Unions have expressed their disappointment and concern after their efforts to prevent thousands of job losses at Tata Steel were rejected by the company. In January, Tata announced plans to cut up to 2,800 jobs in the UK, with the majority of those job losses taking place at the Port Talbot steelworks in South Wales. This decision was made following the company’s confirmation of their desire to close down the blast furnaces at the plant and replace them with electric arc furnaces, in an effort to reduce emissions and costs.
Representatives from GMB, Unite, and Community unions met with Tata counterparts at a London hotel on Thursday morning to discuss potential solutions. However, the GMB reported that Tata informed them of their decision to close the blast furnaces by the end of September, describing it as an “unwelcome but expected slap in the face.” Tata has consistently defended their £1.25bn investment as a means of securing the future of steelmaking in the UK, stating that it would not only protect jobs but also reduce carbon emissions by five million tonnes per year and potentially spark a green industrial revolution in South Wales.
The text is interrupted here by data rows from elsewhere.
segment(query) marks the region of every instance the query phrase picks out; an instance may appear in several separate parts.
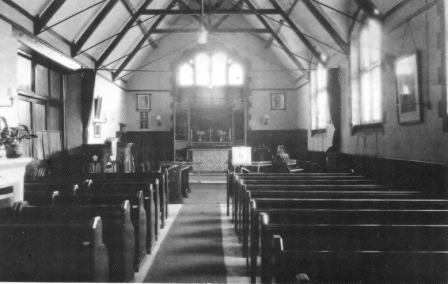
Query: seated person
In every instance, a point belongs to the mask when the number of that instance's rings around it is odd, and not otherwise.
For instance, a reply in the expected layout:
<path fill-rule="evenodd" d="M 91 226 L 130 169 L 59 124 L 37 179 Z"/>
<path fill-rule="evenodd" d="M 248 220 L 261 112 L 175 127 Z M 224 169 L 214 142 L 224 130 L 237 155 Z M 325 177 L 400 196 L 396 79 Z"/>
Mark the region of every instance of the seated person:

Despite Tata’s assurances, it is now widely anticipated that the company’s operations will face strike action. Members of Community and the GMB are currently being balloted on whether to walk out over the proposed changes, while Unite members have already voted in favor of industrial action. The unions had urged Tata to consider an alternative plan that would increase productivity and safeguard jobs throughout the supply chain, rather than relying on the government-supported switch to “green steel.” They argued that Tata’s plans would result in the elimination of the UK’s last “virgin” steelmaking facility and leave thousands of employees without jobs for no valid reason.
Community general secretary Roy Rickhuss expressed his disappointment with Tata’s rejection of the multi-union plan, stating that it was a viable and ambitious alternative to the company’s detrimental proposal. He refuted Tata’s claims that the plan was too expensive, stating that it would have returned the company to profitability and that the additional capital needed could have been funded with an additional £450m from the government – a small amount compared to what other European countries are investing in their domestic steel industries. Rickhuss emphasized that even though Tata has made their decision, the unions will continue to fight for their jobs, the industry, and their communities.
Tata Steel’s chief executive and managing director, TV Narendran, commented on the outcome, stating that after carefully considering all options and consulting with union representatives over the past seven months, the company has decided to proceed with their proposed restructuring and transition. Narendran explained that their plan is the most viable option, in contrast to the unions’ plan, which they deemed unaffordable and with high operational and safety risks. He also assured that their proposal would secure the long-term future of the business and preserve the majority of jobs in the UK. Narendran added that they will continue to work with the trade unions over the next two weeks to reach an understanding on the future of the UK business and its impact on their employees. He also reiterated Tata Steel’s commitment to creating a low-CO2 steel business and a green industrial ecosystem in Wales and the wider UK, which would not only safeguard steel supplies but also provide economic opportunities for future generations.